6/6(月)雨
別行動a。坊も在宅。坊は、この時間、天気が悪くなければ、出掛けるのを常とする。薄化粧をして出掛ける。ある朝、「お姉ちゃんの口紅を試してみる?」と言ったら、素直に付けたので、さすがに女の子と思ったけれど、それからは、言われなくても、口紅はするようになった。自転車をこいで、図書館に行ったり、博物館に行ったり、テテマロを連れて、山手をうろうろしたり。坊が出掛けているあいだに、私は、ピアノを思切鳴らす。密に思っているのだけれど、あのように頻繁に出掛けるのは、何か、口で言っているのとは、別な用事があるらしい。特に、元町公園、エノキテイ、ブラフ・クリニックの、あの辺に、坊は重大な関心があるのだろう。お陰で、練習量が、急に増えて、ピアノの腕が上った。
坊の誕生日、キクヤの二階、あのあとでどうなったか。
「来ています、お願です、助けて下さい。」と慌てたかと思うと、背を向けて、テーブルにつっぷしている。真赤になっている。

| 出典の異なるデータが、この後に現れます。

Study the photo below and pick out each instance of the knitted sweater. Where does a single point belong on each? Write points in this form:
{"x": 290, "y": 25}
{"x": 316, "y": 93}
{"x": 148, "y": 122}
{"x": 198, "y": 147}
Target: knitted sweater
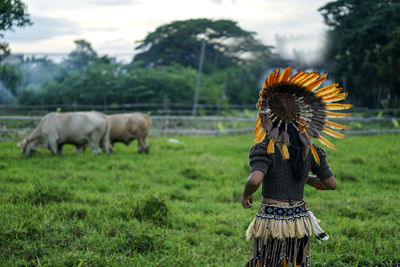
{"x": 278, "y": 182}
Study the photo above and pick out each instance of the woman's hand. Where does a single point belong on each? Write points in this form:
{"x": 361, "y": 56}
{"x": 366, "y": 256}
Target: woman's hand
{"x": 247, "y": 201}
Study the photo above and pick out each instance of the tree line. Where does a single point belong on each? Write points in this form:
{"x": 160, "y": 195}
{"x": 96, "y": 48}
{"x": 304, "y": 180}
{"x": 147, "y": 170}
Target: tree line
{"x": 362, "y": 53}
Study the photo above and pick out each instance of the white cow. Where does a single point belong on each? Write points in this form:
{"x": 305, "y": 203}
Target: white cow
{"x": 127, "y": 127}
{"x": 77, "y": 128}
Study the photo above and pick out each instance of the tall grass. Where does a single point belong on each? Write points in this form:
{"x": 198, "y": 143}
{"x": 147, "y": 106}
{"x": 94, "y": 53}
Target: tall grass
{"x": 180, "y": 205}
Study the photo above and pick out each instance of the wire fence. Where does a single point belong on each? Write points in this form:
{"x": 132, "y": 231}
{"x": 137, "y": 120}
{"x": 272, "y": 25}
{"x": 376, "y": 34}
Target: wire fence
{"x": 15, "y": 127}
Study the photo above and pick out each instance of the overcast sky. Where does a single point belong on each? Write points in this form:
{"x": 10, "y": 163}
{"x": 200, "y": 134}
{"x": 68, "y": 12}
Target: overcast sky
{"x": 113, "y": 26}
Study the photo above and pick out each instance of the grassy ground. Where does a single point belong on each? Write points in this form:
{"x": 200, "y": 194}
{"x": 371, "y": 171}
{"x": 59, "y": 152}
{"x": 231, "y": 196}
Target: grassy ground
{"x": 180, "y": 205}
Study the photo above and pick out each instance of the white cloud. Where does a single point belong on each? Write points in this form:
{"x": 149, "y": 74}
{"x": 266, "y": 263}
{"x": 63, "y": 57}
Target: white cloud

演劇部の皆が下りていったあとも、まだ、同じ姿勢を続けているので、「行っちゃったわよ。今日は、シャンパンでお祝しなきゃ。」と言ったら、恨めしそうな目付でひと言、「ひどいです。」「何がよ。」「全部、滋子お姉ちゃんのせいです。」「行っちゃったのが?」「そうじゃありません。」「何が食べたい?」「あの人、よく見るんです。」「よく見にいくってことでしょう?学校に。」「違います。」「お姉ちゃんは見にいこうっ、挨拶もしちゃったし。お姉ちゃん、ああいう人がタイプだから。」「分りません。」「何がよ。」「お姉ちゃんの言うことです。」「見にいくなってこと?」「そうじゃありません。」「坊は、あの人のどこが良いの?」「知りません。」「全部が良いってことね?恋は盲目、春はあけぼの、坊の春は今、遅く来にけりキクヤに来けり君聞かずやこれ。」「何を言っているんですか。」「知らない。」「お姉ちゃんは、いつもそうです。」「人の恋の邪魔をしてくれるなってこと?」「恋じゃありません。」「愛。」と言ったら、「ははっ!」と頓狂な笑声。